Many employers supported delaying the new requirements for recording hearing loss. Under current interpretations of the existing rule, only a standard threshold shift of 25 decibels (dB) or more is recordable. The new final recordkeeping rule would have changed this to 10 dB.

Gombar predicted that the new MSD definition and recording requirement will stay out of the final rule and that OSHA will "back down" on hearing loss.

An OSHA official said the final decision on whether to delay the MSD and hearing loss provisions will appear in the Federal Register by early November.

Some employers are already complaining that they are running out of time to train employees in how to use the new forms. NAM has asked the Department of Labor to allow companies to use the existing forms through 2002. At press time, the department had not responded to the request.

Big Changes?

Despite these controversial elements, employers who understand current recording requirements should find the new rule presents few significant changes, ORC's Newell suggested. Jim Thornton, director of environmental health and safety at Newport News Shipbuilding (NNS) in Newport News, Va., agrees.

"Because we have worked so diligently to make sure our recordkeeping program is consistent with OSHA

requirements," Thornton said, "we feel that, for us, the impact of the changed regulation will be minimal." NNS is a member of OSHA's Voluntary Protection Program, so the company's recordkeeping practices have been scrutinized.

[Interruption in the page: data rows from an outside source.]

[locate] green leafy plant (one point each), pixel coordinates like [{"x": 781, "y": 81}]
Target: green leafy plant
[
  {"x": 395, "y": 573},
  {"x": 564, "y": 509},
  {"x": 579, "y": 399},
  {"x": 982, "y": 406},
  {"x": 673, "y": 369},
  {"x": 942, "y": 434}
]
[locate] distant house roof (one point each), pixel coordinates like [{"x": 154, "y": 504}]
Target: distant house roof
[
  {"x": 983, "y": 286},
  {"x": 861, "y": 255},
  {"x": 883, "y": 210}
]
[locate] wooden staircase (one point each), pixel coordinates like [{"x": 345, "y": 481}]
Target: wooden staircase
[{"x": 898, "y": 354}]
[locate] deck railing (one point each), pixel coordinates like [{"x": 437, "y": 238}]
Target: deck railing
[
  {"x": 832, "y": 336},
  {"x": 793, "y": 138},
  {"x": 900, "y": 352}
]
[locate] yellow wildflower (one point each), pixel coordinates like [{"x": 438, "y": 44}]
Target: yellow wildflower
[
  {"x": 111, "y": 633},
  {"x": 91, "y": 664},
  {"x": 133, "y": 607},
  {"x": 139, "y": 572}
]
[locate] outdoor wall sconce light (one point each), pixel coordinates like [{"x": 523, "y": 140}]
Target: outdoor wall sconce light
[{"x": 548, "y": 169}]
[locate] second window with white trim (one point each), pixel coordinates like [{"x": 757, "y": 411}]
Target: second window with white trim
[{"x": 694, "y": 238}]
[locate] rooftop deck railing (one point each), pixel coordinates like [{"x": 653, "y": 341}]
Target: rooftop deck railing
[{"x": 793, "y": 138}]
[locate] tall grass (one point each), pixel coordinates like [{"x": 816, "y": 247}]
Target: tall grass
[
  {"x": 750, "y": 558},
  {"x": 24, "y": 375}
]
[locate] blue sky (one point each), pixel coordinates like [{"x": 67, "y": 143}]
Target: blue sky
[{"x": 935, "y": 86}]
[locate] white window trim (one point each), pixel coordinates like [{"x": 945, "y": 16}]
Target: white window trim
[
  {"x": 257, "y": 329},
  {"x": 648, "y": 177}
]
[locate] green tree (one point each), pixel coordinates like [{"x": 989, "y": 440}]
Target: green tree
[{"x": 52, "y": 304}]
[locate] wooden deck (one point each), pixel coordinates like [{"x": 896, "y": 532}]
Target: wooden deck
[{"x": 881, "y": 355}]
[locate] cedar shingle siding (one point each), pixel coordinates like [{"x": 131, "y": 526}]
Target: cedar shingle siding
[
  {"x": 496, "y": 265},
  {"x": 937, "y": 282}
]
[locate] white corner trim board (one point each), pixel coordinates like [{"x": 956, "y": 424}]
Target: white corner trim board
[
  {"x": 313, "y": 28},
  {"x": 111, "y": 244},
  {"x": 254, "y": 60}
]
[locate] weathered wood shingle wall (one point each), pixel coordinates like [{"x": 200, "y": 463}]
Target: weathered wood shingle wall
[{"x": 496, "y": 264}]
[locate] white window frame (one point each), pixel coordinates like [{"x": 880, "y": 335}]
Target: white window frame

Thornton sees no substantive change regarding work-relatedness. He also did not put a great deal of importance on whether MSDs must be recorded. "Irrespective of how OSHA decides to capture MSD data, I'm spending a lot of effort to reduce these injuries," he explained. "MSDs are the No. 1 disorders in frequency and severity in our industry."

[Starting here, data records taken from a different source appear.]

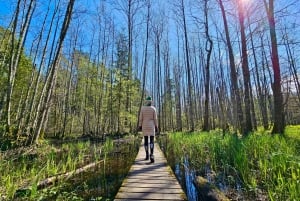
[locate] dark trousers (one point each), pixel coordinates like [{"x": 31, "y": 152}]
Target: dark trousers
[{"x": 146, "y": 142}]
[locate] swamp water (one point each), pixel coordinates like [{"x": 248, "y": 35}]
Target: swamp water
[
  {"x": 186, "y": 177},
  {"x": 99, "y": 183}
]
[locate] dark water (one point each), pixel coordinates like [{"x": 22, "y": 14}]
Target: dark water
[
  {"x": 186, "y": 177},
  {"x": 101, "y": 183}
]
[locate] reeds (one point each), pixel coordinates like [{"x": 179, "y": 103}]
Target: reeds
[
  {"x": 20, "y": 176},
  {"x": 261, "y": 163}
]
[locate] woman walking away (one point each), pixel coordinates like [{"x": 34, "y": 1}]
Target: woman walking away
[{"x": 148, "y": 125}]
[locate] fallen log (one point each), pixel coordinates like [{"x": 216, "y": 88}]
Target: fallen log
[
  {"x": 54, "y": 179},
  {"x": 51, "y": 180},
  {"x": 208, "y": 191}
]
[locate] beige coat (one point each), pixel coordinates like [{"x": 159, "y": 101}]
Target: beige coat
[{"x": 148, "y": 120}]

Goodyear's Holtshouser thinks an important benefit of the new rule will be that companies will more fairly compare their safety and health programs with each other. Because the old rule was open to so many interpretations, companies could not necessarily rely on the data.

"Companies want a system they can use to benchmark with other companies," he said. "That way, they can find out who is doing the best job so they can learn from them how to improve."

McDermott, Will & Emery's Gombar said the consensus among the companies he works with is that, overall, the new recordkeeping system is a little simpler, a little more predictable and allows for a "little less wiggle room." There is one other point, he added, that could easily be obscured by the NAM lawsuit.

"The most important thing for an employer to understand is that OSHA recordkeeping is not a fault-finding system," he said. "It's just one measure of how well your health and safety program is doing."